The Language Detector will provide an annotation when the confidence prediction threshold is above 0.2 for the languages, but for the following listed languages, language annotations are always created (even for predictions below 0.2) since the Language Detector is mostly accurate when predicting them: Arabic, Bengali, Greek, Hebrew, Hindi, Japanese, Korean, Tamil, Telugu, Thai, Chinese, Vietnamese, Persian and Urdu.
Predict
The Predict Input Processor makes use of an intent model generated when classes are available in a Teneo Studio solution to annotate user inputs with the defined classes; intent models can be generated either with Teneo Learn or CLU. Note that as of Teneo 7.3, deferred intent classification is applied and annotations are only created by Predict if references to class annotations are found during the input matching process.
When Predict receives a user input, confidence scores are calculated for each class based on the model and annotations created for the most confident class and for each other class that matches the following criteria:
- the confidence is above the minimum confidence (defaults to 0.01)
- the confidence is higher than 0.5 times the confidence value of the top class.
For each selected class, an annotation with the scheme <CLASS_NAME>.INTENT is created, with the value of the model's confidence in the class as well as an annotation variable specifying the used classifier (i.e., Learn, CLU or LearnFallback) and an Order variable defining the order of the selected classes (i.e., 0 for the class with the highest confidence score and 4 for the selected class with the lowest confidence score).
A special annotation <CLASS_NAME>.TOP_INTENT is created for the class with the highest confidence score.

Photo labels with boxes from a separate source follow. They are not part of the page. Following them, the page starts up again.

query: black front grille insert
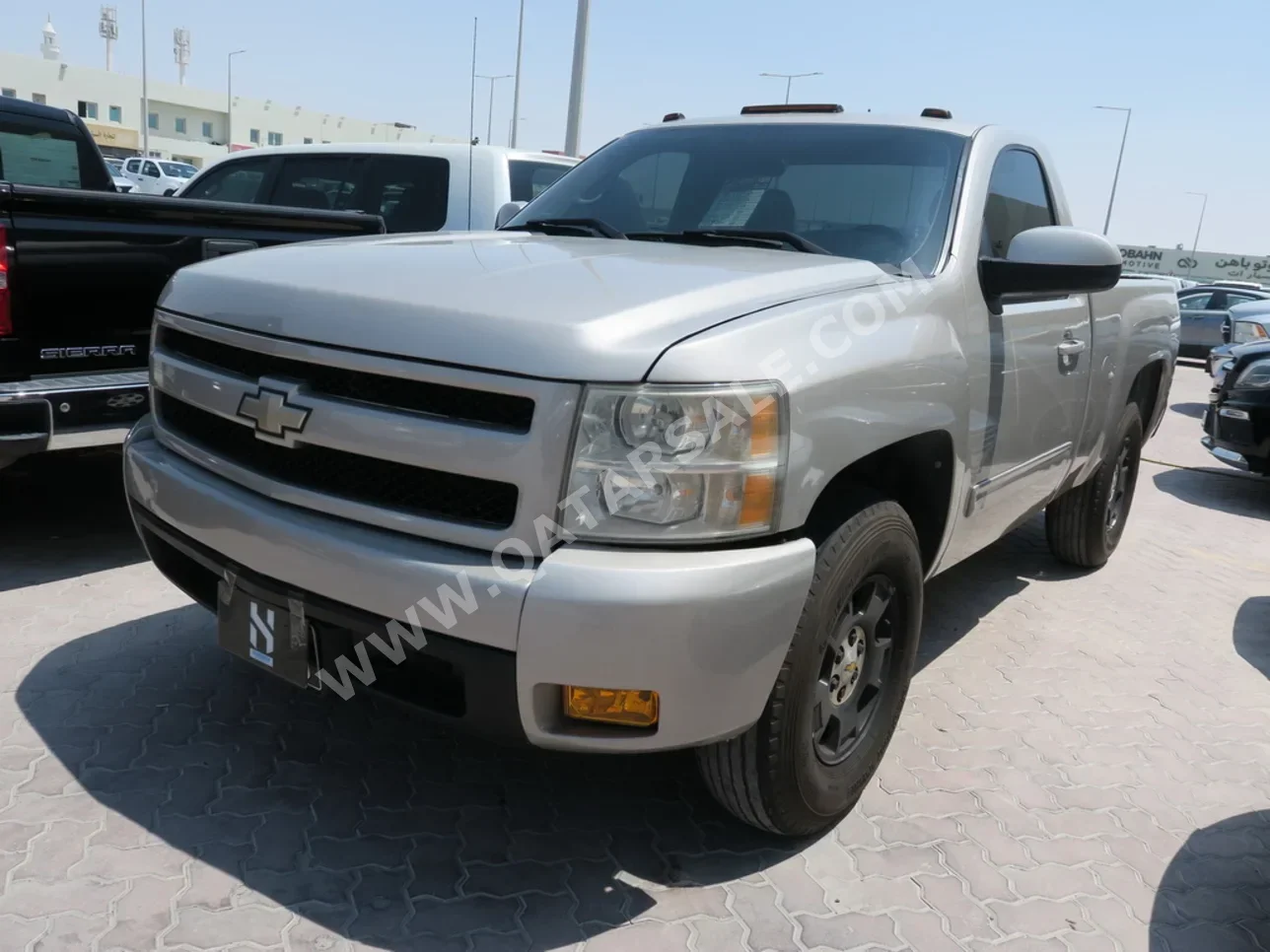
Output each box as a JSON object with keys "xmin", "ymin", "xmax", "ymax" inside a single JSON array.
[
  {"xmin": 158, "ymin": 326, "xmax": 533, "ymax": 433},
  {"xmin": 155, "ymin": 393, "xmax": 517, "ymax": 529}
]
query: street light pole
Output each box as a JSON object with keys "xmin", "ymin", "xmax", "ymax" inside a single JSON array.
[
  {"xmin": 225, "ymin": 49, "xmax": 247, "ymax": 153},
  {"xmin": 141, "ymin": 0, "xmax": 150, "ymax": 159},
  {"xmin": 1094, "ymin": 105, "xmax": 1133, "ymax": 235},
  {"xmin": 507, "ymin": 0, "xmax": 525, "ymax": 149},
  {"xmin": 564, "ymin": 0, "xmax": 591, "ymax": 156},
  {"xmin": 758, "ymin": 72, "xmax": 824, "ymax": 105},
  {"xmin": 476, "ymin": 72, "xmax": 512, "ymax": 146},
  {"xmin": 1186, "ymin": 191, "xmax": 1208, "ymax": 278}
]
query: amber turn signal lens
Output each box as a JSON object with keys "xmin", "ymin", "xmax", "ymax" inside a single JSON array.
[{"xmin": 564, "ymin": 684, "xmax": 661, "ymax": 727}]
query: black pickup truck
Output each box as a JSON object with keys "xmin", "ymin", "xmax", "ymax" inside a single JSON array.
[{"xmin": 0, "ymin": 98, "xmax": 384, "ymax": 468}]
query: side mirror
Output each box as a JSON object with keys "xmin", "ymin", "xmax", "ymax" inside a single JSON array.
[
  {"xmin": 494, "ymin": 202, "xmax": 529, "ymax": 229},
  {"xmin": 979, "ymin": 225, "xmax": 1124, "ymax": 301}
]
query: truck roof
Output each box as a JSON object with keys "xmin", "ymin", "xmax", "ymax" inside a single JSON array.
[
  {"xmin": 0, "ymin": 97, "xmax": 71, "ymax": 124},
  {"xmin": 649, "ymin": 104, "xmax": 984, "ymax": 137},
  {"xmin": 217, "ymin": 142, "xmax": 578, "ymax": 165}
]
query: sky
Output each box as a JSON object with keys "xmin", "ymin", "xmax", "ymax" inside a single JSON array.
[{"xmin": 0, "ymin": 0, "xmax": 1270, "ymax": 255}]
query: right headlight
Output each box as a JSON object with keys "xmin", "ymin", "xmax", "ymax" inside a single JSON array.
[
  {"xmin": 1231, "ymin": 321, "xmax": 1266, "ymax": 344},
  {"xmin": 1235, "ymin": 358, "xmax": 1270, "ymax": 387},
  {"xmin": 566, "ymin": 382, "xmax": 788, "ymax": 542}
]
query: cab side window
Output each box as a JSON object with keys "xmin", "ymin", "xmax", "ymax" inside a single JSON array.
[
  {"xmin": 181, "ymin": 159, "xmax": 269, "ymax": 204},
  {"xmin": 1178, "ymin": 291, "xmax": 1213, "ymax": 311},
  {"xmin": 980, "ymin": 149, "xmax": 1058, "ymax": 257}
]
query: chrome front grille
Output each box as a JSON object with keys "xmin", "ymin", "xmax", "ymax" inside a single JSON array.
[
  {"xmin": 156, "ymin": 327, "xmax": 533, "ymax": 433},
  {"xmin": 151, "ymin": 312, "xmax": 579, "ymax": 552}
]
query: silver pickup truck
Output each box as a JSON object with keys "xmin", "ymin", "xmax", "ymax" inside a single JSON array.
[{"xmin": 124, "ymin": 106, "xmax": 1180, "ymax": 836}]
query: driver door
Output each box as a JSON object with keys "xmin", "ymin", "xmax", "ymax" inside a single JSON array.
[{"xmin": 966, "ymin": 147, "xmax": 1093, "ymax": 548}]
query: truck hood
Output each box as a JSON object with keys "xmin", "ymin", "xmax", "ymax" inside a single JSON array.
[{"xmin": 159, "ymin": 231, "xmax": 886, "ymax": 382}]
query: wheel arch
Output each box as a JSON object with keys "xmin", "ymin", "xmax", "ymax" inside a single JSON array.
[
  {"xmin": 803, "ymin": 429, "xmax": 956, "ymax": 573},
  {"xmin": 1125, "ymin": 360, "xmax": 1168, "ymax": 438}
]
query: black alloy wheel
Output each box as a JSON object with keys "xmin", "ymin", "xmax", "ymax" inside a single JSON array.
[{"xmin": 811, "ymin": 575, "xmax": 895, "ymax": 767}]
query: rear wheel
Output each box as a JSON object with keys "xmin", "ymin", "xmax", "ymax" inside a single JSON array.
[
  {"xmin": 697, "ymin": 500, "xmax": 923, "ymax": 837},
  {"xmin": 1045, "ymin": 404, "xmax": 1143, "ymax": 569}
]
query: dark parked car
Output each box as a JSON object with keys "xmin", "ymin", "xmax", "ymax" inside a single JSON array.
[
  {"xmin": 0, "ymin": 98, "xmax": 384, "ymax": 468},
  {"xmin": 1201, "ymin": 341, "xmax": 1270, "ymax": 476},
  {"xmin": 1177, "ymin": 285, "xmax": 1270, "ymax": 360}
]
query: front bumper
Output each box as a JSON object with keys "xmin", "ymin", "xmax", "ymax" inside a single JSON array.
[
  {"xmin": 0, "ymin": 371, "xmax": 150, "ymax": 470},
  {"xmin": 1200, "ymin": 398, "xmax": 1270, "ymax": 473},
  {"xmin": 124, "ymin": 422, "xmax": 815, "ymax": 751}
]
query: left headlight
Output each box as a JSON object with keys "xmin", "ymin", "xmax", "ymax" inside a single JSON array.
[
  {"xmin": 566, "ymin": 382, "xmax": 789, "ymax": 542},
  {"xmin": 1235, "ymin": 360, "xmax": 1270, "ymax": 387}
]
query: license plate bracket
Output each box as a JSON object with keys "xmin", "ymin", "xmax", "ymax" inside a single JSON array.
[{"xmin": 216, "ymin": 578, "xmax": 314, "ymax": 687}]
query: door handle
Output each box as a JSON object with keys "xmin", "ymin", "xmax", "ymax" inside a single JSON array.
[
  {"xmin": 203, "ymin": 238, "xmax": 259, "ymax": 259},
  {"xmin": 1058, "ymin": 338, "xmax": 1089, "ymax": 357}
]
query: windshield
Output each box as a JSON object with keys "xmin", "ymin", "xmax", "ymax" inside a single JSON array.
[{"xmin": 508, "ymin": 123, "xmax": 965, "ymax": 274}]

Annotation | Variable | Variable | Variable | Description |
---|---|---|---|---|
<CLASS_NAME>.TOP_INTENT | classifier | confidence | Annotation created for the class with the highest confidence score | |
<CLASS_NAME>.INTENT | classifier | confidence | Order | Annotation given to each selected class with a maximum of five top classes |
The Predict Input Processor creates a maximum of 5 annotations, regardless of how many classes match the criteria.